I'm glad to hear that you got things working! 
What brand of turnout is that in your first photo? I don't recognise it.
To answer your question, yes, in most cases it's possible to adjust the wheel spacing on locomotives. Car wheels are easier, you just hold the wheelset in your hands, pull, or push the two wheels while twisting them in opposite directions. You can't do that with most locomotive wheels. Instead, I use a small screwdriver to pry the wheel out a bit. Do your prying close to the axle and in very small increments. Also pry from several different points around the wheel so that all the position change isn't on one side of the wheel.
Before prying steam locomotive driving wheels, use a scribe mark, to show exactly where the wheel is on the axle. You pry in very small increments, partially because You really, really, do not want to pull the wheel all the way off the axle. This can mess up the "quartering adjustment, which can cause serious binding problems. If you accidentally do pull the wheel off the axle, then that scribe mark will help you get it back on in exactly the same quartering position as it came off.

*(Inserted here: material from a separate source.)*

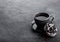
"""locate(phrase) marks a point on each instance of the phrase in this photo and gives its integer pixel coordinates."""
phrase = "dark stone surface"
(16, 17)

Many steam locomotives have groves in their axles and wheels. The purpose of these groves is to prevent the wheel from rotating with respect to the axle. This is done to keep the driver wheels "in quarter." If you look carefully at the drivers on a steamer, you will see that the drive rods are 90 degrees either ahead of, or behind, the rods on the other side of the locomotive. On a real steam locomotive this" quarter" (of a 360 degree circle) difference from one side to the other was important to the operation of the loco. On a model, it's to keep the rods from binding the wheels. As far as pulling the drivers out a little to gauge them, these groves just make it harder to move the wheel out, but it can be done. 
Seeing your photos, I have to agree with the others that your track pieces are not joined as straight, and as closely, as they should be. The joints are kinked and there are gaps between the rail ends. Still, I don't argue with success, so if your track works well, and the wheels all stay on the rails consistently, that's all that really matters. Congratulations on fixing your problem!

Traction Fan 😊


----------